Bau-Bau adalah negeri yang hidup di dalam benteng. Tiga kilometer kelilingnya, dengan julangan dinding batu setinggi empat meter dan fortifikasi setebal dua meter. Di seputarannya tercantum dua belas pintu gerbang dan enam belas bastion pertahanan. Impresif.
Perjalanan ke Bau-Bau tentu saja tidak mungkin melewatkan perjalanan ke Benteng Wolio. Benteng yang berdinding batu hitam ini mengawal jantung negeri Buton selama hampir enam abad. Entah dari mana batu-batu gunung itu didapatkan hingga kemudian disusun, ditumpuk sedemikian rupa, dan disatukan dengan perekat rumput laut.
Saya berjalan perlahan meniti penampang bentengnya yang hanya selebar satu depa. Di sisi kanan saya adalah Kelurahan Melai yang terletak di dalam benteng, sedangkan di sisi kiri saya adalah hutan runduk menghadap langsung ke laut lepas. Di setiap beberapa langkah teronggok sebatang dua batang kanon tua berkarat, mengarah tegak lurus ke luar benteng.
Batu wolio ada di seluaran benteng. Menurut legenda, di dekat batu inilah didapati seorang putri cantik jelita dari Tiongkok yang bernama Wa Kaa Kaa. Sang putri kemudian diangkat sebagai pemimpin Buton setelah dilantik di atas altar popaua. Yang tersisa kini hanyalah ceruk kecil tempat sang putri meletakkan telapak kaki sambil melantunkan sumpah jabatan.
Entah benar atau tidak legenda tersebut, namun yang jelas Benteng Wolio telah berdiri melindungi Buton dari invasi semenjak enam abad silam. Apalagi kesultanan ini harus bertahan hidup di tengah himpitan imperium-imperium raksasa seperti Bone dan Ternate.

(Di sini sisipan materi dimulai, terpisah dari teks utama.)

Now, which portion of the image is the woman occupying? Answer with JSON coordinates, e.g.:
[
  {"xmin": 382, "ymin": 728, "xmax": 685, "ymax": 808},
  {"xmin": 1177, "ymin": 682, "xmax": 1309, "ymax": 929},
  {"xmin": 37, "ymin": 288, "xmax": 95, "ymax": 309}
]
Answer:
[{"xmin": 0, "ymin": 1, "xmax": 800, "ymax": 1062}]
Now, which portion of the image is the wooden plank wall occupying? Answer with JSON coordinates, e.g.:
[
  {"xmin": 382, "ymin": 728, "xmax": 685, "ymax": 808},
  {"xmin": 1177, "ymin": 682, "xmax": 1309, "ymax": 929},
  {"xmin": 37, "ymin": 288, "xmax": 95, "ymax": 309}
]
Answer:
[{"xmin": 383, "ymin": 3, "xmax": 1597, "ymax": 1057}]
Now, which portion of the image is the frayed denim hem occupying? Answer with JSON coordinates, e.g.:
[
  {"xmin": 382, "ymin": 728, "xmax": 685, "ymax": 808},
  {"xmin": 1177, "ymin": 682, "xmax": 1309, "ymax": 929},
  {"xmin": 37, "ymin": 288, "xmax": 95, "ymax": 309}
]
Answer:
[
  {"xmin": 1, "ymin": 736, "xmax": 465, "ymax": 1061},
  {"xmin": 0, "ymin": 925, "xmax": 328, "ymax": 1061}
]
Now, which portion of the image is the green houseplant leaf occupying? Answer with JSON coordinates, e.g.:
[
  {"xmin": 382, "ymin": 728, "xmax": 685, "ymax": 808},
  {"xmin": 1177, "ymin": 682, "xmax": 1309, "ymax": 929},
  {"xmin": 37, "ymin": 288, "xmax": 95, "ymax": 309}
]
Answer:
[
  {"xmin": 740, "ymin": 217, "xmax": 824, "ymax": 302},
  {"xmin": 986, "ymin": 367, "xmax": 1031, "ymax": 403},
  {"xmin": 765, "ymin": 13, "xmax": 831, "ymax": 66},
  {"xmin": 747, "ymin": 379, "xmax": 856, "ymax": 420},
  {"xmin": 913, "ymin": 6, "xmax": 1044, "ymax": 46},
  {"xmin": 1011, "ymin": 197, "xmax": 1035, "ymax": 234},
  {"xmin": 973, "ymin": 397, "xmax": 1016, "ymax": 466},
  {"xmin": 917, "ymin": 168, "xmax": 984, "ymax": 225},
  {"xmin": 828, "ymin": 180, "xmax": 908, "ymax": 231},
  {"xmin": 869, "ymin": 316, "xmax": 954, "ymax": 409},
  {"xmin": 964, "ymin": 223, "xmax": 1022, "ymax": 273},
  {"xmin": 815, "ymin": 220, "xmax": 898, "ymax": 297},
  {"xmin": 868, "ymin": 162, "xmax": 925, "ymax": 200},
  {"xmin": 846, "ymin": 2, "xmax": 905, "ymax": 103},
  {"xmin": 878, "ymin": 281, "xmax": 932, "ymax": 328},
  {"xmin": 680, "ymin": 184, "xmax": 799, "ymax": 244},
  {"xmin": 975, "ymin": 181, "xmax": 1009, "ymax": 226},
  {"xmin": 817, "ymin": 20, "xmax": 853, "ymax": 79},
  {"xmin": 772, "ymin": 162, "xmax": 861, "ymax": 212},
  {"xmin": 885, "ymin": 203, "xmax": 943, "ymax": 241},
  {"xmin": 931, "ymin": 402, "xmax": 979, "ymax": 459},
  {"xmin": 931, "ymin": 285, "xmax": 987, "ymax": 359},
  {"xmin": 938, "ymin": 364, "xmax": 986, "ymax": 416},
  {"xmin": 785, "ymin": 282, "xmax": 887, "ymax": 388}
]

Rudy dan saya sebenarnya dikejar waktu. Berdua kami terpaksa mengubah jadwal untuk mengunjungi benteng yang bernama asli Gafurul Wardudu itu lantaran ada perubahan jadwal penerbangan pulang ke Makassar. Sayang sekali. Padahal kalau boleh diizinkan, kami akan menghabiskan waktu sepanjang hari penuh di kota cantik nan permai ini.